I want to periodically archive database dumps to my own AWS account in S3 and eventually in glacier. Is there a way to dump a postgresql database to the dynos filesystem from within the dyno (from where I then can send the file to AWS)? psql and pg_dump don't seem to be available on the dyno and I don't know how to run pgbackups from within a dyno.
-
I don't know the answer to your question, but if your ultimate goal is to get stuff on S3, check out PG Backups which will do it automatically.Jon Mountjoy– Jon Mountjoy2014-06-04 10:05:27 +00:00Commented Jun 4, 2014 at 10:05
-
Yes I know, but this will actually delete it from there after a few days, and I'd like to keep all dumps in glacier.huesforalice– huesforalice2014-06-04 10:20:17 +00:00Commented Jun 4, 2014 at 10:20
-
PGBackups is great, but it does delete everything after a month. We also need to store regular backups to Glacier forever, so an answer to this question would be awesome.B Robster– B Robster2014-07-17 23:20:52 +00:00Commented Jul 17, 2014 at 23:20
-
'scuse my ignorance, but can you use SSH to create a tunnel and do the backup over that?Kirk Roybal– Kirk Roybal2014-07-22 22:33:30 +00:00Commented Jul 22, 2014 at 22:33
2 Answers
Create a separate heroku app to do the backups, which uses the pgbackups-archive gem and then set up a heroku scheduler to run the pgbackups-archive gem periodically on your DATABASE_URL (you will need to import that environment variable from your other app), as described here.

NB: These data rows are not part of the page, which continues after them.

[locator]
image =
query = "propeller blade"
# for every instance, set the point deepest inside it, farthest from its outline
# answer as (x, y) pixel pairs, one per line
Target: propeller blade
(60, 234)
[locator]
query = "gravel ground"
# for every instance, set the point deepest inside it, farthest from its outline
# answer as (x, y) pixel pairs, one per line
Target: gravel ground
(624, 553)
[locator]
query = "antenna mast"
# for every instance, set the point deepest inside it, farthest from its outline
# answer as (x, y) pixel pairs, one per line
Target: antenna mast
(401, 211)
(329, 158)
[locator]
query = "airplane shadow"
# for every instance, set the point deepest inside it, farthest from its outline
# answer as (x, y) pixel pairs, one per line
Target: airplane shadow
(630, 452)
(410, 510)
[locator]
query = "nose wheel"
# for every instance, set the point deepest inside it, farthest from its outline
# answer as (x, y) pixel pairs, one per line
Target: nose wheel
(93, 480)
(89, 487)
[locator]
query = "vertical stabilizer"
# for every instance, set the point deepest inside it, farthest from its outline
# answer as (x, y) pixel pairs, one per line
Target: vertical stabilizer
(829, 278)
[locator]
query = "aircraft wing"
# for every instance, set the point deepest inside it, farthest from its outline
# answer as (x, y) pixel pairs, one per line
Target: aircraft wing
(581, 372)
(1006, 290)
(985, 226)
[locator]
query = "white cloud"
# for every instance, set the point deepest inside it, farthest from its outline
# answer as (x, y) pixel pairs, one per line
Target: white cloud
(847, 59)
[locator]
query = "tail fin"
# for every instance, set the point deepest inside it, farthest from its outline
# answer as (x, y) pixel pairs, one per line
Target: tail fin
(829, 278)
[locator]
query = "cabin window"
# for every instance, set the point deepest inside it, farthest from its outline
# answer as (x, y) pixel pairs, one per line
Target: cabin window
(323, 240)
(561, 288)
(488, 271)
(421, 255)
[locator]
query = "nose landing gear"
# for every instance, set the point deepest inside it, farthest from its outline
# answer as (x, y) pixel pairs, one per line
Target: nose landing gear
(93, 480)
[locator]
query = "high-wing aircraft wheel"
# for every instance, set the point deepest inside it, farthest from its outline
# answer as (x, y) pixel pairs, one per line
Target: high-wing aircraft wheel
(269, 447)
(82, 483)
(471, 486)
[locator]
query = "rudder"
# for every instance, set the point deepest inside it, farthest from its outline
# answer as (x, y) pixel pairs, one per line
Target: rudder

Disclaimer: this nominally requires you to use some ruby, but works in conjunction with any heroku cedar app using heroku postgres (including django apps).
2 Comments
The best I could come up with now is using the pgbackups addon (which I had been using) and then daily pulling the latest backup from s3 and uploading it back up to my bucket. A PGBACKUPS_URL env variable is exposed by Heroku if this addon is enabled. The rest would go something like this:
# boto and requests are required, aws access credentials are in the settings file
url = settings.PGBACKUPS_URL + "/latest_backup"
dumpfile = "./db_dump"
# get latest backup info
r = requests.get(url)
dump_url = r.json()["public_url"]
dump_timestamp = r.json()["finished_at"].replace("/", "-")
dump_name = "db_dumps/" + dump_timestamp
# write dump to file
r = requests.get(dump_url, stream=True)
if r.status_code == 200:
with open(dumpfile, 'wb') as f:
for chunk in r.iter_content():
f.write(chunk)
conn = S3Connection(settings.AWS_ACCESS_KEY_ID, settings.AWS_SECRET_ACCESS_KEY)
bucket = conn.get_bucket(settings.AWS_DB_DUMPS_BUCKET)
key = bucket.new_key(dump_name)
key.set_contents_from_filename(dumpfile)
I have yet to find out, wether a backup can be triggered somehow via the PGBACKUPS_URL.